Another contrast presents itself between Stoicism and Christianity. Stoicism Was a philosophy in the highest import of the word, attainable only by prolonged mental culture and self-discipline; and it was one of its fundamental tenets that the virtues of ordinary life were only an imperfect semblance of virtue. On the other hand, Christianity proffers its support where there is no other culture than its own mere rudiments, where there is not sufficient grasp of mind to take in its more recondite dogmas, to interpret its more obscure texts, or to comprehend any thing whatever " save Jesus Christ and him crucified." We have witnessed, times without number, the experiment in the simplest form, - the contact of the dying, risen Saviour with the mind that had no other resource; and we have seen that this alone was sufficient for the child, for the slave, for the unlettered and unprivileged, for those who, but for their faith in Christ, would have been among the refuse of society. Such souls it has transformed into kingly spirits that can encounter penury, bereavement, suffering, a life with no sunny side or hopeful aspect, and rise more than conquerors over all. If there be any other religion, philosophy, or culture that can show such trophies, we will then take our stand with those who term Christianity one of the great religions, and name Christ in the same category with the sages of Greece and Rome, Europe and America.

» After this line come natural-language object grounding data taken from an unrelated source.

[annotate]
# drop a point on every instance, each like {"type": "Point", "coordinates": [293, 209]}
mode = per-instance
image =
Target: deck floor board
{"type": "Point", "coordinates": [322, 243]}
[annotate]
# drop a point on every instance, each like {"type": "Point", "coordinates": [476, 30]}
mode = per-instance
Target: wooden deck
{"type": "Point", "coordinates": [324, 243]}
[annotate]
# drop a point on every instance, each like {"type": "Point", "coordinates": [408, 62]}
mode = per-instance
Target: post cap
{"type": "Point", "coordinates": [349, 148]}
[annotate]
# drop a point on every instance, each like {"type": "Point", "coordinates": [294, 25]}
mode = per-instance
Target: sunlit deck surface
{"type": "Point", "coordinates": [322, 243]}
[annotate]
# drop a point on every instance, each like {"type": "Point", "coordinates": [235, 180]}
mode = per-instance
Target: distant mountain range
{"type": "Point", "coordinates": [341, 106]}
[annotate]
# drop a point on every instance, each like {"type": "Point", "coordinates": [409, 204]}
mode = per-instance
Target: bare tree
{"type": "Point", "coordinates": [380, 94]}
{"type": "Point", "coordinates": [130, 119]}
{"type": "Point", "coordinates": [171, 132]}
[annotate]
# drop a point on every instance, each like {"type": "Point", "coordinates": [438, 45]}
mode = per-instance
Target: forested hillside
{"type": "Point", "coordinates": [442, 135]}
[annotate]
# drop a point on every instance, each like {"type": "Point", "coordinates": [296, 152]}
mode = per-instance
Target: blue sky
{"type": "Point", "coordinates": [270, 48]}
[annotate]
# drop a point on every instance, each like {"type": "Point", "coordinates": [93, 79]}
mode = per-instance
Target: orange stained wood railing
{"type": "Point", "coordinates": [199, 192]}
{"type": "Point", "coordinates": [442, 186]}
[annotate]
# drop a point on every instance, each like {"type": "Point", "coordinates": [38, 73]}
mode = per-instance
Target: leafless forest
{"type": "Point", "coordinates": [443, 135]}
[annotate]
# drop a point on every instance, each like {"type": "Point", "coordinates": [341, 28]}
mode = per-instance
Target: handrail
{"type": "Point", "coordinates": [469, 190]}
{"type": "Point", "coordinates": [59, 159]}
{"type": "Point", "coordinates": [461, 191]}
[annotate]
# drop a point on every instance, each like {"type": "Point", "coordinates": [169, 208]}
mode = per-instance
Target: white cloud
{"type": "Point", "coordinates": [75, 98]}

Finally, Christianity claims as its prerogative the victory over death. This, however, it may seem to share; for there have been many calm and brave deaths on which the light of Christian faith has not shone. Yet here there is not so much a resemblance as a contrast. The closing hours of Socrates present, perhaps, the most Christianlike instance of a conscious approach to the margin of the separating stream. Far be it from me to say a word in depreciation of the solemn grandeur of those last communings of the venerable sage with the friends that stood with him on the brink of eternity. Rather let us believe that there were about his soul foregleamings of the Light that was coming into the world, - yet but the dim day-clawn, not the risen or rising sun. Compare his doubtful utterances, as quoted in a former Lecture, his express disclaiming of certainty in a matter necessarily so obscure, with the words of the Christian apostle, " I am now ready to be offered; the time of my departure is at hand; ... there is laid up for me a crown of righteousness, which the Lord, the righteous Judge, shall give me;" "I know whom I have believed, and am persuaded that he is able to keep that which I have committed unto him."

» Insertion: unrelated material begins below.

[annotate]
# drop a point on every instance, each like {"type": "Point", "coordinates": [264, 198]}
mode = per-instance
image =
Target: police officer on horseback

Then, too, the assurance of Socrates, such as it was, was the result of a life devoted to thought and reasoning, and to daily offices of philosophical teaching. The immeasurably fuller and more elastic assurance of Paul has belonged to multitudes, in every age, of the illiterate, of imperfectly developed minds, of persons who, but for their Christian faith, would have been confessedly among the feeblest members of society. We all know that in death Christ gives the victory to spirits else frail and timid,- that they pass out of the world in the undoubting confidence that they are going but from room to room in their Father's house, - that their only consciousness is that of an eternal life already begun, over which death has no power. In these cases we have again the experiment in its simplest form, - Christ and the soul of man, with no other possible ground of support, source of strength, or object of hope,-with no hoarded resources of philosophical reflection, with no capacity of reasoning on immortality, of throwing out a bridge of speculation and theory over the abyss that yawns before them.

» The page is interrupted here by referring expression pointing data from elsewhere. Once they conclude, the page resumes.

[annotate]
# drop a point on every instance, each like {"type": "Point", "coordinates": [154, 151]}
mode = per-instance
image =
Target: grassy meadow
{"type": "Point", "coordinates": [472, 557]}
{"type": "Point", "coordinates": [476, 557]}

Let us now sum up our argument. Christianity has nurtured every type of goodness,-the tender, the heroic, the philanthropy that has ministered to all forms of social wrong and evil, the compassion that has relieved all descriptions of want and misery, the intrepid courage which has counted life of no worth in comparison with loyalty to the true and the right It has given peace and gladness to unnumbered souls in every form of distress, suffering, bereavement, and desolation. It has inspired an elastic and immortal hope in those who have watched by the death-bed of their best beloved. Its notes of triumph have been rehearsed and echoed by believing souls over the open grave. It has filled the hearts of the dying with solemn joy, and merged the agony of dissolution in the clear vision of an open heaven. These are the highest, the most benignant ministries that have ever been or ever can be rendered to humanity. Christianity has rendered them and is rendering them to thousands upon thousands. It stands alone. No other (so-called) religion, no other type of belief or unbelief, can be brought into momentary comparison with it. Those who have made these experiments testify with one heart and voice to the source of their virtue, their peace, their joy. The greatly good, if crowned, will cast down their crowns before Christ, saying, " Thou alone art worthy." The heavily afflicted have found consolation, because they have trodden the wine-press, not alone, but leaning on the sufferer of Calvary. The dying have looked so steadfastly with the inward eye on the countenance of their risen Lord, that the vision has not infrequently seemed phototyped on the fleshly orb. Are all these successful experiments to pass for nothing, while the commingling of an acid and an alkali shall be vaunted as proclaiming a fundamental law of nature? I believe in the teaching of the acid and the alkali, even though the experiment be but once performed. Shall I, can I, doubt the thousand upon thousand-fold experiment of the commingling - with gracious and glorious issues, indicating eternal laws of the spiritual world - of the life and soul of Jesus Christ with the life and soul of his disciple?